The word ‘texture’ has been used to describe variations in bed form morphologies [40], to map spatial arrangements of riverbed sediment [41], as synonymous with grain size distributions [11], and as a term to describe any surface roughness, rugosity, or waviness without strict definition [42]. The word is often used to substitute for a suite of variables related to the grain size, roughness, and the spatial arrangement of those quantities on the bed, where information on these quantities is lacking [43]. Roughness often refers to 1st-order metrics, such as the standard deviation of riverbed elevations [44], whereas texture often refers to 2nd-order metrics that take into occur the spatial arrangement of roughness elements or spatially continuous areas of like-roughness [43]. The word texture is often used in remote sensing in situations where the actual scale of interest, such as the bed form or grain scale, exist at the sub-pixel scale which is not resolvable but results in supra-pixel spatial arrangements of pixel intensities that indicate the presence and/or magnitude of the features of interest [45]. In a similar vein, here the word texture is used here in a qualitative sense to describe the spatial arrangement of surface roughness, that itself is the product of both supra-pixel (i.e. grouping of pixels) and sub-pixel (i.e. single pixel) grain size and morphologies, and in the quantitative sense as the value of a particular spatial statistic that is indicative of a particular band of grain sizes.

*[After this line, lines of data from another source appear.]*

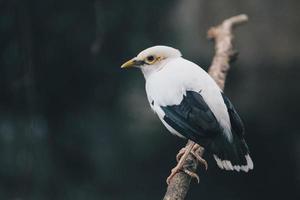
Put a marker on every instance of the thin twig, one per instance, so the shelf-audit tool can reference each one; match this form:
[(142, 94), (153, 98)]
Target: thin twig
[(224, 55)]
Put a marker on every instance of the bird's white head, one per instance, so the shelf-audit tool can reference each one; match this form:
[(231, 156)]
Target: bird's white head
[(152, 59)]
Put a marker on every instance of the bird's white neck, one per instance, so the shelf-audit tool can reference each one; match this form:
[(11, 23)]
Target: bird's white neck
[(148, 70)]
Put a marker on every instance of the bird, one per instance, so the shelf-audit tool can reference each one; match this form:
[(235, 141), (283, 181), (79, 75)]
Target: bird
[(191, 105)]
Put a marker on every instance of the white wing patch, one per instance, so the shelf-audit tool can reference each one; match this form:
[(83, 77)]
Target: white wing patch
[(226, 164)]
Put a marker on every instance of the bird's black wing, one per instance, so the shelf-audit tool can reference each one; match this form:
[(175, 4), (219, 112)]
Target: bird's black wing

The objective of this study is to develop an unsupervised classification of substrates based on their corresponding textures in side scan echograms. This paper builds on Buscombe [22] by evaluating how echograms collected with a recreational-grade sonar system can be used to objectively identify classify and map (e.g. delineate) riverbed sediment. Perceptually homogeneous textures in an echogram are each characteristic of a different substrate, therefore discriminating among these textures using statistical techniques, creates a substrate map. We use a case study of multiple side scan sonar images a canyon riverbed to evaluate optimal texture metrics for broad-scale (a coverage of hundreds to thousands of square meters at a resolution of meters to decimeters) substrate classification. First, we examine textural characteristics of echograms from visually identified areas of interpreted substrate types. We then test and evaluate two classification approaches of differing complexity. Each classification approach is calibrated to a particular riverbed, before it is then applied to entire datasets from that riverbed in an unsupervised manner. We further evaluate the ability of the sidescan-derived substrate maps to reproduce reach-averaged proportions of substrates in calibrated acoustical substrate maps derived from multibeam sonar. Finally, we discuss how these methods could be applied to echograms of other mixed alluvial beds with a different sedimentary and morphological character, and the implications of using recreational-grade side sonar systems for characterizing riverbed sediment for physical benthic habitat assessment.

Methods

This work was conducted with assistance from the U.S. Geological Survey Grand Canyon Monitoring and Research Center under research permits issued by the National Park Service. Our approach to building an unsupervised classification using statistical descriptors requires manual delineation of different substrates within the data. The manually delineated substrate classes serve as training zones to identify statistical descriptors that can discriminate substrate classes from each other. We then optimize the discriminatory power of a classification approach before applying the classification in an unsupervised way to larger portions of the data set. We then validate the classification by evaluating the unsupervised classification’s ability to classify manually delineated substrate classes.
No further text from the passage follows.